The following diagram shows the rolling average of agent and market returns over 100 periods on the left, and the share of the last 100 periods the agent outperformed the market on the right. It uses AAPL stock data for which there are some 9,000 daily price and volume observations. Training stopped after 14,000 trading periods when the agent beat the market 10 consecutive times.

It shows how the agent's performance improves significantly while exploring at a higher rate over the first ~3,000 periods (that is, years) and approaches a level where it outperforms the market around 40 percent of the time, despite transaction costs. In a few instances, it beats the market about half the time out of 100 periods:

In [None]:
fig, axes = plt.subplots(ncols=2, figsize=(14, 4), sharey=True)

df1 = (results[['Agent', 'Market']]
       .sub(1)
       .rolling(100)
       .mean())
df1.plot(ax=axes[0],
         title='Annual Returns (Moving Average)',
         lw=1)

df2 = results['Strategy Wins (%)'].div(100).rolling(50).mean()
df2.plot(ax=axes[1],
         title='Agent Outperformance (%, Moving Average)')

for ax in axes:
    ax.yaxis.set_major_formatter(
        FuncFormatter(lambda y, _: '{:.0%}'.format(y)))
    ax.xaxis.set_major_formatter(
        FuncFormatter(lambda x, _: '{:,.0f}'.format(x)))
axes[1].axhline(.5, ls='--', c='k', lw=1)

sns.despine()
fig.tight_layout()
fig.savefig(results_path / 'performance', dpi=300)

## Summary


This relatively simple agent uses limited information beyond the latest market data and the reward signal compared to the machine learning models we covered elsewhere in this book. Nonetheless, it learns to make a profit and approach the market (after training on several thousand year's worth of data, which takes around 30 minutes).

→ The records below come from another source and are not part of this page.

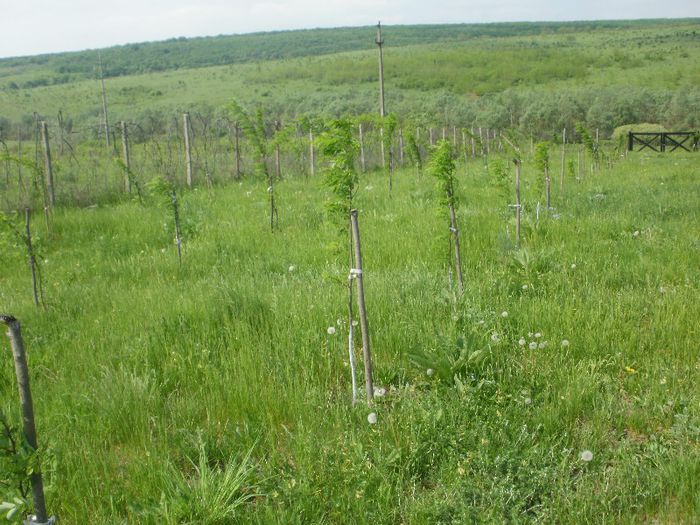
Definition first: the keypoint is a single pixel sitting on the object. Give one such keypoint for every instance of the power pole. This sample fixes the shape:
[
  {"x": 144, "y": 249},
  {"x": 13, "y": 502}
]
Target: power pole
[
  {"x": 104, "y": 100},
  {"x": 380, "y": 42}
]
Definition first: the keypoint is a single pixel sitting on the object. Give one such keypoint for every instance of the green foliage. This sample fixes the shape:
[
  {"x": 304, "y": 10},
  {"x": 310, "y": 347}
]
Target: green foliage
[
  {"x": 588, "y": 142},
  {"x": 339, "y": 147},
  {"x": 441, "y": 165},
  {"x": 213, "y": 495}
]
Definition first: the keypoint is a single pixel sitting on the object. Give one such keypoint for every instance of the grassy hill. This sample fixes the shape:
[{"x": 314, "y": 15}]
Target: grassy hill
[{"x": 538, "y": 76}]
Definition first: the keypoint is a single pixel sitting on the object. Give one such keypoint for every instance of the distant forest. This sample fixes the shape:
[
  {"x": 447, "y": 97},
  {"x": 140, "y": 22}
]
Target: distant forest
[{"x": 179, "y": 53}]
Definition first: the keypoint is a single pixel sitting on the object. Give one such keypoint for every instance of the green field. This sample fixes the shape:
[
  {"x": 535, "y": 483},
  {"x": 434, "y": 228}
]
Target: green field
[
  {"x": 154, "y": 382},
  {"x": 560, "y": 387},
  {"x": 537, "y": 77}
]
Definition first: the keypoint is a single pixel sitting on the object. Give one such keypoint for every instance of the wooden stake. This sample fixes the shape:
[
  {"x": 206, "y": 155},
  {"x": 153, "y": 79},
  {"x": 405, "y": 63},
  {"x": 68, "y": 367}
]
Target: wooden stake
[
  {"x": 47, "y": 162},
  {"x": 126, "y": 158},
  {"x": 278, "y": 164},
  {"x": 104, "y": 101},
  {"x": 364, "y": 327},
  {"x": 30, "y": 256},
  {"x": 380, "y": 43},
  {"x": 517, "y": 202},
  {"x": 563, "y": 160},
  {"x": 25, "y": 397},
  {"x": 458, "y": 253},
  {"x": 312, "y": 154},
  {"x": 237, "y": 146},
  {"x": 188, "y": 147},
  {"x": 363, "y": 165}
]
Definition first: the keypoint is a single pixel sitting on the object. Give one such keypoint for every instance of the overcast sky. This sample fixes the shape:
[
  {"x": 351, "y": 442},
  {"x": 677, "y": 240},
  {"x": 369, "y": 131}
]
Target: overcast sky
[{"x": 47, "y": 26}]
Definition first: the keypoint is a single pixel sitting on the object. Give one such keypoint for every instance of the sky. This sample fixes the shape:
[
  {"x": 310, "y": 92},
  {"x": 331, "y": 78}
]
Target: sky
[{"x": 33, "y": 27}]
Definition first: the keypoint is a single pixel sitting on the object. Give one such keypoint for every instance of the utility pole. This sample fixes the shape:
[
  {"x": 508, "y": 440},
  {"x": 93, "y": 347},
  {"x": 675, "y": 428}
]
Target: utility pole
[
  {"x": 380, "y": 42},
  {"x": 104, "y": 100}
]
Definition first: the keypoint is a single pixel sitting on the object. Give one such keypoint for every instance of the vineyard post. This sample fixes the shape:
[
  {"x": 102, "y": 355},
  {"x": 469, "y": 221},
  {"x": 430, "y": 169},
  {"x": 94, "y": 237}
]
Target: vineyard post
[
  {"x": 176, "y": 217},
  {"x": 237, "y": 146},
  {"x": 364, "y": 327},
  {"x": 104, "y": 101},
  {"x": 312, "y": 154},
  {"x": 362, "y": 150},
  {"x": 30, "y": 254},
  {"x": 517, "y": 202},
  {"x": 380, "y": 43},
  {"x": 278, "y": 164},
  {"x": 563, "y": 159},
  {"x": 188, "y": 147},
  {"x": 49, "y": 168},
  {"x": 381, "y": 144},
  {"x": 29, "y": 428},
  {"x": 125, "y": 153}
]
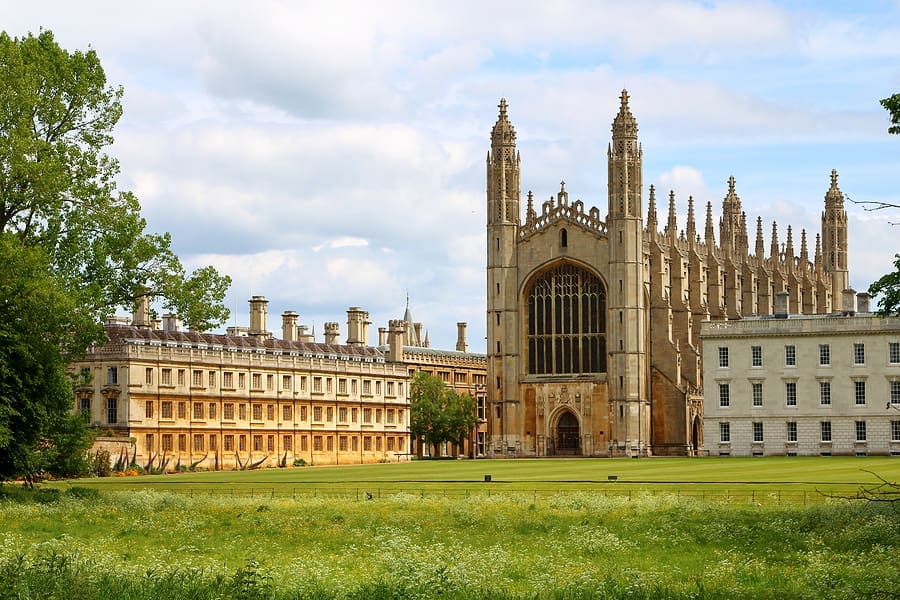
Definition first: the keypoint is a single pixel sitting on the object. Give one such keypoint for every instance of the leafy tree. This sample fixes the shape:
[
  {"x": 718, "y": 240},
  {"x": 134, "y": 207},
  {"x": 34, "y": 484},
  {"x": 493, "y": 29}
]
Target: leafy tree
[
  {"x": 888, "y": 287},
  {"x": 73, "y": 248},
  {"x": 892, "y": 105},
  {"x": 437, "y": 413},
  {"x": 58, "y": 190},
  {"x": 40, "y": 327}
]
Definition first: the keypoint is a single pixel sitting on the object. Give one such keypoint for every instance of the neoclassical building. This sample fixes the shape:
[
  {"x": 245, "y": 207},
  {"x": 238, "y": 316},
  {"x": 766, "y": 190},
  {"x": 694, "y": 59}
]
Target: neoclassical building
[
  {"x": 803, "y": 385},
  {"x": 171, "y": 398},
  {"x": 593, "y": 336}
]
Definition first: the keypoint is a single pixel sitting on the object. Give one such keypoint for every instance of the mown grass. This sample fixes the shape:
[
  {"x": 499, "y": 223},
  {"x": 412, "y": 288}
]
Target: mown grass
[
  {"x": 579, "y": 544},
  {"x": 745, "y": 480}
]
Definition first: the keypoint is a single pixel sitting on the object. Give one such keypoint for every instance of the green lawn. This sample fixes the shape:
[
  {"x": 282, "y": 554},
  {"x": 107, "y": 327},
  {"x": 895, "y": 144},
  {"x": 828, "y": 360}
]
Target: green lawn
[
  {"x": 760, "y": 479},
  {"x": 83, "y": 544}
]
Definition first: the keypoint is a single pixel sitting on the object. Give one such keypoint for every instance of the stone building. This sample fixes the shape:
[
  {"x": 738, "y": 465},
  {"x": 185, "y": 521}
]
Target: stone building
[
  {"x": 246, "y": 397},
  {"x": 459, "y": 369},
  {"x": 173, "y": 398},
  {"x": 593, "y": 336},
  {"x": 803, "y": 384}
]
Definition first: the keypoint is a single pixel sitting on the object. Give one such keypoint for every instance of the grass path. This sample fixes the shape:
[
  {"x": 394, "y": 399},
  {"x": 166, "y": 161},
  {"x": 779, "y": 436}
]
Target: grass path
[{"x": 734, "y": 476}]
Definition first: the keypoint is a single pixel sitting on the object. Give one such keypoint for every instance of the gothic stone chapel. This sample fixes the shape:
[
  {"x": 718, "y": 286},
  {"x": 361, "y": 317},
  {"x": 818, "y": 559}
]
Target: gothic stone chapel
[{"x": 593, "y": 344}]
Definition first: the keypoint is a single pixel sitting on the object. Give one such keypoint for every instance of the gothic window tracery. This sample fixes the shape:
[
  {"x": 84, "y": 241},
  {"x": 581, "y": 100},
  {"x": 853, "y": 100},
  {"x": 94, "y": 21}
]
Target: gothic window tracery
[{"x": 566, "y": 322}]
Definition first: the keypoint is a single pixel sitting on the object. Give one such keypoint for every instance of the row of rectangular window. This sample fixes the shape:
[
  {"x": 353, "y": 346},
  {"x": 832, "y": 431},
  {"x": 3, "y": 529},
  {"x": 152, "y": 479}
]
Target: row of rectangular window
[
  {"x": 202, "y": 411},
  {"x": 112, "y": 378},
  {"x": 345, "y": 414},
  {"x": 791, "y": 431},
  {"x": 790, "y": 393},
  {"x": 202, "y": 442},
  {"x": 790, "y": 355}
]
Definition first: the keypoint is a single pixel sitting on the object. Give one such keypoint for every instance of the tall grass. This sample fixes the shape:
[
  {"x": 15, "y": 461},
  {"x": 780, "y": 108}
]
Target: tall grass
[{"x": 578, "y": 545}]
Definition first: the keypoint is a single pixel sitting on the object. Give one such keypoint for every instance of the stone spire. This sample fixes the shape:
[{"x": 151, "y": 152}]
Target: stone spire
[
  {"x": 745, "y": 243},
  {"x": 818, "y": 253},
  {"x": 651, "y": 211},
  {"x": 730, "y": 224},
  {"x": 625, "y": 165},
  {"x": 503, "y": 171},
  {"x": 672, "y": 221},
  {"x": 789, "y": 246},
  {"x": 692, "y": 223},
  {"x": 804, "y": 251},
  {"x": 760, "y": 246},
  {"x": 834, "y": 238},
  {"x": 710, "y": 232},
  {"x": 773, "y": 249}
]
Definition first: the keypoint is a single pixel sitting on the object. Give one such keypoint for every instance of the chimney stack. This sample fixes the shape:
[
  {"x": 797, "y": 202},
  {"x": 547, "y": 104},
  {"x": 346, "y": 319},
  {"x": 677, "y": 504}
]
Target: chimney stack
[
  {"x": 141, "y": 317},
  {"x": 331, "y": 333},
  {"x": 396, "y": 330},
  {"x": 848, "y": 304},
  {"x": 171, "y": 322},
  {"x": 258, "y": 315},
  {"x": 461, "y": 343},
  {"x": 289, "y": 326},
  {"x": 781, "y": 305},
  {"x": 357, "y": 326}
]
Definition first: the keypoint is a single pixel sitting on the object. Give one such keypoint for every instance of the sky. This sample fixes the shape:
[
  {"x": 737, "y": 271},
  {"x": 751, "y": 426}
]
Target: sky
[{"x": 331, "y": 154}]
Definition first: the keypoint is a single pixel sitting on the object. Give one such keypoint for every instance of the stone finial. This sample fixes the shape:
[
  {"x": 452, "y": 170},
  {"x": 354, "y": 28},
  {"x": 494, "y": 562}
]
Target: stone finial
[
  {"x": 760, "y": 245},
  {"x": 651, "y": 210},
  {"x": 503, "y": 133},
  {"x": 691, "y": 224},
  {"x": 671, "y": 219},
  {"x": 562, "y": 197},
  {"x": 624, "y": 125},
  {"x": 773, "y": 249},
  {"x": 834, "y": 197},
  {"x": 745, "y": 243},
  {"x": 789, "y": 247}
]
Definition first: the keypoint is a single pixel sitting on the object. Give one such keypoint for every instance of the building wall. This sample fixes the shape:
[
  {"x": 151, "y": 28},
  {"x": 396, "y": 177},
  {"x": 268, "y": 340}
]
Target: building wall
[
  {"x": 197, "y": 400},
  {"x": 464, "y": 373},
  {"x": 843, "y": 338},
  {"x": 662, "y": 279}
]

Keep in mind that using a single stock also increase the risk of overfitting the data by a lot. You can test your trained agent on new data using the saved model (see the notebook on the Lunar Lander).

In conclusion, we have demonstrated the mechanics of setting up a RL trading environment and experimented with a basic agent that uses a small number of technical indicators. You should try to extend both the environment and the agent so that you can choose from several assets, size their positions, and manage risks.

More specifically, the environment samples a stock price time series for a single ticker from a random start date to simulate a trading period of 252 days, or 1 year (default). The agent has three options, that is, buying (long), short, or exiting its position, and faces a 10bps trading plus a 1bps time cost per period.